Nothing like a definitive description to fire the imagination. “The Roadsmart sport-touring tire achieves or exceeds all of the design team’s goals. When compared to the existing D220, Roadsmart delivers substantial improvements in handling, stability, wet-weather performance and mileage” says Dunlop’s literature for its new tire. I also like how the company’s 2008 brochure–in the very first line about the Roadsmart–also says, “The best wet-weather performance of any Dunlop road tire, with long-lasting mileage to match.” Now there’s a bold statement.
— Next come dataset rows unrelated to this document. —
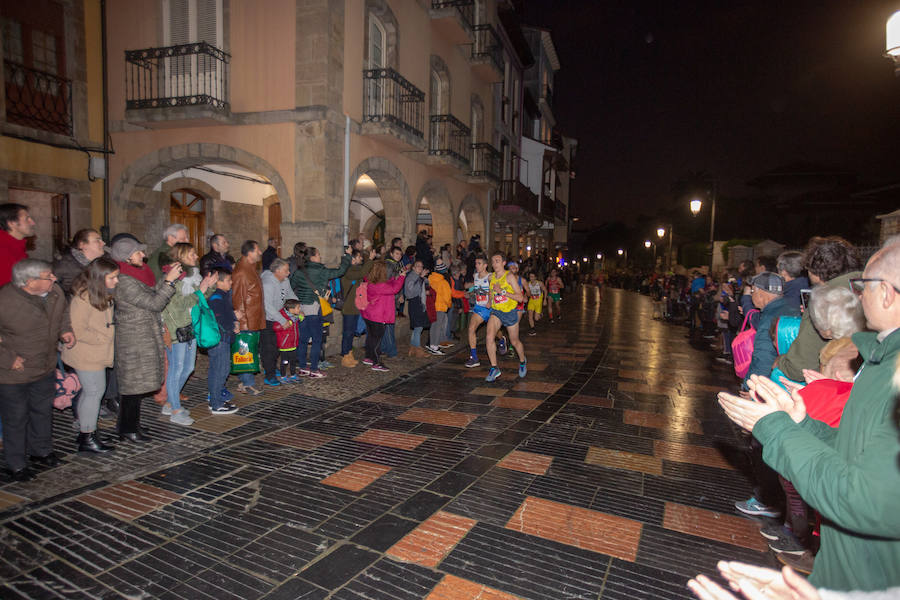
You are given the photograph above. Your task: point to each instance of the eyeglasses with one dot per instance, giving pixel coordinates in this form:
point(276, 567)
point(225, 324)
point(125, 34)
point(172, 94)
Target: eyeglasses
point(858, 284)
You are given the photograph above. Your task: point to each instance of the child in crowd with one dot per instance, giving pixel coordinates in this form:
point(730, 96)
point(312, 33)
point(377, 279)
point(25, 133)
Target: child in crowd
point(287, 336)
point(220, 354)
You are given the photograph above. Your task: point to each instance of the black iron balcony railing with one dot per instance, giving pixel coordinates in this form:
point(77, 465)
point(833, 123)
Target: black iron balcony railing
point(485, 161)
point(514, 193)
point(184, 75)
point(487, 46)
point(37, 99)
point(449, 137)
point(465, 8)
point(389, 98)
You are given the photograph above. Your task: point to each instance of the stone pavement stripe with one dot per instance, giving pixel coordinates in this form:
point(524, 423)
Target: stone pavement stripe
point(129, 500)
point(455, 588)
point(430, 542)
point(356, 476)
point(730, 529)
point(580, 527)
point(527, 462)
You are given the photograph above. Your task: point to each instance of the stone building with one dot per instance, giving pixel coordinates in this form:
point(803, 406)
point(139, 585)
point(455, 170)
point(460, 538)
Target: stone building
point(51, 116)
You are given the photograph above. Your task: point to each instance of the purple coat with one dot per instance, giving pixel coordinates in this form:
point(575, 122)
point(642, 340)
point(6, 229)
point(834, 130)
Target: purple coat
point(381, 307)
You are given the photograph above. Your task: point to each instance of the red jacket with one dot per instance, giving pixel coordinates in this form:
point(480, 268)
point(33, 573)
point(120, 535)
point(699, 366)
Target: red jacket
point(11, 252)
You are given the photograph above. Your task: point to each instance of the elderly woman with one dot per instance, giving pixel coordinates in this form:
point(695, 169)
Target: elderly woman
point(139, 346)
point(86, 246)
point(182, 353)
point(91, 314)
point(33, 320)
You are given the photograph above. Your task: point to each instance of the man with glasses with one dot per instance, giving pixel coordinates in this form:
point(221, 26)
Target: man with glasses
point(849, 474)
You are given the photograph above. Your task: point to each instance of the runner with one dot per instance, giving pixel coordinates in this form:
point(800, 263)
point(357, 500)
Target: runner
point(481, 307)
point(505, 295)
point(536, 292)
point(554, 287)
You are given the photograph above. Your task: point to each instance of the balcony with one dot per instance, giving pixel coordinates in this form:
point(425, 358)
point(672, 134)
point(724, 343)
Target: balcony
point(449, 143)
point(453, 19)
point(516, 204)
point(487, 54)
point(188, 82)
point(485, 164)
point(37, 99)
point(393, 109)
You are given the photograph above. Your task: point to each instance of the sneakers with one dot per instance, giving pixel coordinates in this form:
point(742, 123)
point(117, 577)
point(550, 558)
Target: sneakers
point(181, 417)
point(755, 508)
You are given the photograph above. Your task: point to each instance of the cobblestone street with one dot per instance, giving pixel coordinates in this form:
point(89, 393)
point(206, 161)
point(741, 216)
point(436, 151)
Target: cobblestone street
point(608, 472)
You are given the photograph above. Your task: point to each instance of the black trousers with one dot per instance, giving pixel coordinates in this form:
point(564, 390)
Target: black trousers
point(268, 349)
point(27, 413)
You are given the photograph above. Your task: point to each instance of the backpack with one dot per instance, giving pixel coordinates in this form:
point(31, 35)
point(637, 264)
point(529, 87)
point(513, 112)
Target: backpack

Sure, the press kit also has the usual techno-babble about “micro-sized carbon particles, cosecant curves” and “void-to-tread groove distribution” and all that, but I already know these premium tire guys have the science down, otherwise I would have run off the road for good a long time ago. I’d rather read claims like the one above that I can try to disprove. I’ve ridden a lot, for example, on D220s, and that’s a damn fine tire. Sticks, stops, handles and wears like iron. If the Roadsmart is an improvement over it, well, gimme some and let’s go see.
Dunlop answered that challenge rather effectively, rounding up a passel of Honda ST1300, Yamaha FJR1300, Suzuki GSF650 and BMW R1200RT sport-touring machines in the foothills of the Santa Monica mountains in California for a small group of journalists to ride. After Tireless Terry fit them all with the new Roadsmarts, he signaled to this shadowy figure named Leaky or Streaky or something like that, who pressed a hidden button on the palatial Dunlop Fun Mover and Voilà!, the heavens opened in a very untypical California rainstorm, perfect weather for sampling “the best wet-weather performance of any Dunlop road tire.” I had heard the Chinese have been working on weather control in preparation for the Olympics there, and there was a quiet guy named Lee lurking around who had put his rainsuit on at breakfast before there was any hint of precipitation, hmmm….
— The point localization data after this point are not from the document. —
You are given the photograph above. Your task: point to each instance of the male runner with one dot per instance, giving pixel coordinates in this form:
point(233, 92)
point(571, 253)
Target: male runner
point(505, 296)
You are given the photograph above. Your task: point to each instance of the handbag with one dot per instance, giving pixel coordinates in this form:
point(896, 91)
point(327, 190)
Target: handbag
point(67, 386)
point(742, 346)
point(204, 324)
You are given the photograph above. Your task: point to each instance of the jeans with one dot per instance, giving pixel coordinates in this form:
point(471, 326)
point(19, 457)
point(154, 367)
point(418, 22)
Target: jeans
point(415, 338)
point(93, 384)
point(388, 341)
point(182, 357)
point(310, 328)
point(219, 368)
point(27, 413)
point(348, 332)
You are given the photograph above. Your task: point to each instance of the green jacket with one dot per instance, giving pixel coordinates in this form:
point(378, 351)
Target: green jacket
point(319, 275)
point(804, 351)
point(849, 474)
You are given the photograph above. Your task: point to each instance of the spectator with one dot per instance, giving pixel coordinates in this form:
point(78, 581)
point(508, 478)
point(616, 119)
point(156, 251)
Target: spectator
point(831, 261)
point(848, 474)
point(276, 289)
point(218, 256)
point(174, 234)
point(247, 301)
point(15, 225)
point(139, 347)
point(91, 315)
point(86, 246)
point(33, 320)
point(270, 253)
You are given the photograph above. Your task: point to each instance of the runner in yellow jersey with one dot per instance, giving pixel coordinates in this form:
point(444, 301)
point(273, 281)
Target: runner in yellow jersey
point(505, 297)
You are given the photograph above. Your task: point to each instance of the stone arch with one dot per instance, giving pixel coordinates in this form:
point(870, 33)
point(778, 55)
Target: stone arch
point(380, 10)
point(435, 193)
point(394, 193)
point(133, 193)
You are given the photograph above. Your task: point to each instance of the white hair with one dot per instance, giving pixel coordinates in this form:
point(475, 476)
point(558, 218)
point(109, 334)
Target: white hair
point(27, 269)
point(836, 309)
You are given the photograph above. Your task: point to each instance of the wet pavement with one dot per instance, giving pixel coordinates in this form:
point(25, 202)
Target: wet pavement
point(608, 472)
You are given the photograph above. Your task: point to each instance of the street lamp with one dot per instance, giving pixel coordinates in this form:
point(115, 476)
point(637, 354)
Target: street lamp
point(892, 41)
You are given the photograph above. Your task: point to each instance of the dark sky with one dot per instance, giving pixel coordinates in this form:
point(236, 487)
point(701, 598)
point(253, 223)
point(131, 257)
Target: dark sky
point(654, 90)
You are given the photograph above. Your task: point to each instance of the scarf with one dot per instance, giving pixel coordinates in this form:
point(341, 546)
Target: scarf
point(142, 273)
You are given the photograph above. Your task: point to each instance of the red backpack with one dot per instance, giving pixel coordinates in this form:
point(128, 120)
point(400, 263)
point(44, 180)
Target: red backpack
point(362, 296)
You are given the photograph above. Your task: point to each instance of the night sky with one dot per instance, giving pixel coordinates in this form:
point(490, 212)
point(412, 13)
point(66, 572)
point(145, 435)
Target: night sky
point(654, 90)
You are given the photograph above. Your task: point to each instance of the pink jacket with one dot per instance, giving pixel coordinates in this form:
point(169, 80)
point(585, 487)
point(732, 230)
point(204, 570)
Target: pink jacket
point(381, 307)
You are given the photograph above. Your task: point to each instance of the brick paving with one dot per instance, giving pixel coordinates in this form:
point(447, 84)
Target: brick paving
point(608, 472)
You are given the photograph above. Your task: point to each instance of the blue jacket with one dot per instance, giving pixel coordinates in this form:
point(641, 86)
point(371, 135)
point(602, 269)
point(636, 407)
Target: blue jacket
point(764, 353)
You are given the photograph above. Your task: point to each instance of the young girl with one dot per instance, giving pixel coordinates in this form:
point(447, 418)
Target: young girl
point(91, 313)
Anyway, after that we suited up and rode the mucous out of this new tire for hours and hours and…well, until lunch. Regular meals are important when you’re tire testing, as load capacities may vary. I chose a late-model BMW R1200RT to ride, having put a couple thousand miles on one just a few months before on a European tour we affectionately nicknamed, “The Backstroke.” On the familiar but rather wet and dirty roads of the Santa Monicas, riding on the new Roadsmarts the Beemer felt well planted and confidence inspiring as always, with no untoward noises or wiggles and braking power–even on dirty surfaces–that I swear could roll up the toothpaste tube in your toilet kit. New front and rear profiles give the Roadsmarts a slightly higher tread drop–the distance between tread center and shoulder edge–than the D220, and I thought I detected a slight quickening of the Beemer’s excellent handling. I had no trouble staying with the lightning-fast group leader, either, who was riding an ST1300 in the wet as though it were a CBR1000RR on a pristine racetrack, creating a visual phenomenon that made him appear to be going more slowly than he really was. One journalist was so befuddled by this he actually tried to climb off his bike while still moving. Weird, but entertaining.
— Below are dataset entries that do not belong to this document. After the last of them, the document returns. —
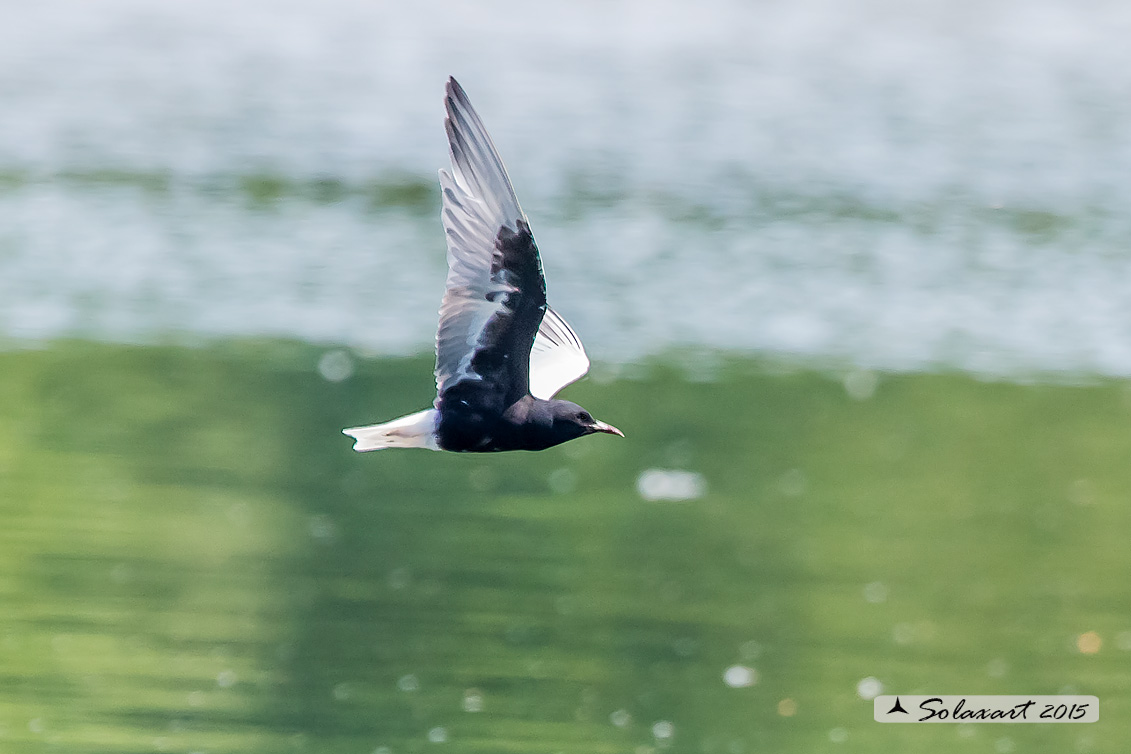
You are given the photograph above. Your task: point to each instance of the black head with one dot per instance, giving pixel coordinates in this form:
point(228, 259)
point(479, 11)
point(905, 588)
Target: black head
point(570, 421)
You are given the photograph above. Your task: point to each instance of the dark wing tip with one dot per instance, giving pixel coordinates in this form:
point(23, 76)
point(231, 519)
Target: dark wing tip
point(455, 94)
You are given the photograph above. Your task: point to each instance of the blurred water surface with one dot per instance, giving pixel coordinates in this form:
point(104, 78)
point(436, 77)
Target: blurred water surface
point(898, 184)
point(191, 560)
point(787, 232)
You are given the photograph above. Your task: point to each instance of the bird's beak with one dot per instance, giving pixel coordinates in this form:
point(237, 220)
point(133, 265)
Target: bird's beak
point(607, 428)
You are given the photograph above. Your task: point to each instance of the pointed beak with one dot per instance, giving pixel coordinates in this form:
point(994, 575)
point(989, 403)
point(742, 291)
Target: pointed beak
point(607, 428)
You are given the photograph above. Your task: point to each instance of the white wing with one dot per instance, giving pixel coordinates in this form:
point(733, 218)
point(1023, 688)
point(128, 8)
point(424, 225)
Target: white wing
point(557, 358)
point(477, 201)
For longevity Dunlop has incorporated what it calls MT technology, appropriate for a product that is full of air or “MT,” or the initials of a certain brilliant motojournalist after which this technology certainly was not named. Rather, MT stands for Multi-Tread compound and describes how–on the rear Roadsmart tires–Dunlop has used a tough, cool-running and long-wearing compound in the center of the tread to provide straight-line stability, traction under braking and long tread life. To the left and right of this compound is a lateral grip compound developed to enhance traction at moderate-to-maximum lean angles. How they hide the seams between these compounds is a secret our multiple Cray computers here at Rider HQ have yet to reveal, but it should be any minute now. Wait, is that smoke….
Own a high-performance sport-touring motorcycle? Does it need tires? I think these Roadsmarts are pretty good. We’ll get some for a long-term bike and update this report soon.